Excess Mortality in 2020

My last post of 2020 tried to end the year on an optimistic note: the rapid innovation of a new vaccine was truly a marvel. But I also warned you that I would have a post in the new year talking about the deaths of 2020 during the pandemic. And here it is.

Throughout 2020, I have tried to keep up with the most recent data, not only on officially coded COVID-19 deaths, but also on other measures. An important one is known as excess mortality, which is an attempt to measure the number of deaths in a year that are above the normal level. Defining “normal” is sometimes challenging, but looking at deaths for recent years, especially if nothing unusual was happening, is one way to define normal. The team at Our World in Data has a nice essay explaining the concept of excess mortality.

One thing to remember about death data is that it is often reported with a lag. The CDC does a good job of regularly posting death data as it is reported, but these numbers can be unfortunately deceptive. For example, while the CDC has some death data reported through 51 weeks of 2020, but they note that death data can be delayed for 1-8 weeks, and some states report slower than others (for reasons that are not totally clear to me, North Carolina seems to be way behind in reporting, with very little data reporting after August).
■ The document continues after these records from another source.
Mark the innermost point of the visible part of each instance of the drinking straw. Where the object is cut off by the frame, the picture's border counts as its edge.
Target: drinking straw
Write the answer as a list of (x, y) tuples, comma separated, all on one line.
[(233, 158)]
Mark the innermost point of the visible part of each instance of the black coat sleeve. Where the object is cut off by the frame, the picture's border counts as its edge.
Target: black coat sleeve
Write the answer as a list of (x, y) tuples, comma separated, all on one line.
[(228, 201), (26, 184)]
So there’s the caution. What can we do with this data? Since 2019 was a pretty “normal” year for deaths, we can compare the deaths in 2020 to the same weeks of data in 2019. In the chart at the right, I use the first 48 weeks of the year (through November), as this seems to be fairly complete data (but not 100% complete!). The red line in the chart shows excess deaths, the difference between 2019 and 2020 deaths. From this, we can see that there were over 357,000 excess deaths in 2020 in the first 11 months of the year, or about a 13.6% increase over the prior year.

Is 13.6% a large increase? In short, yes. It is very large. I’ll explain more below, but essentially this is the largest increase since the 1918 flu pandemic.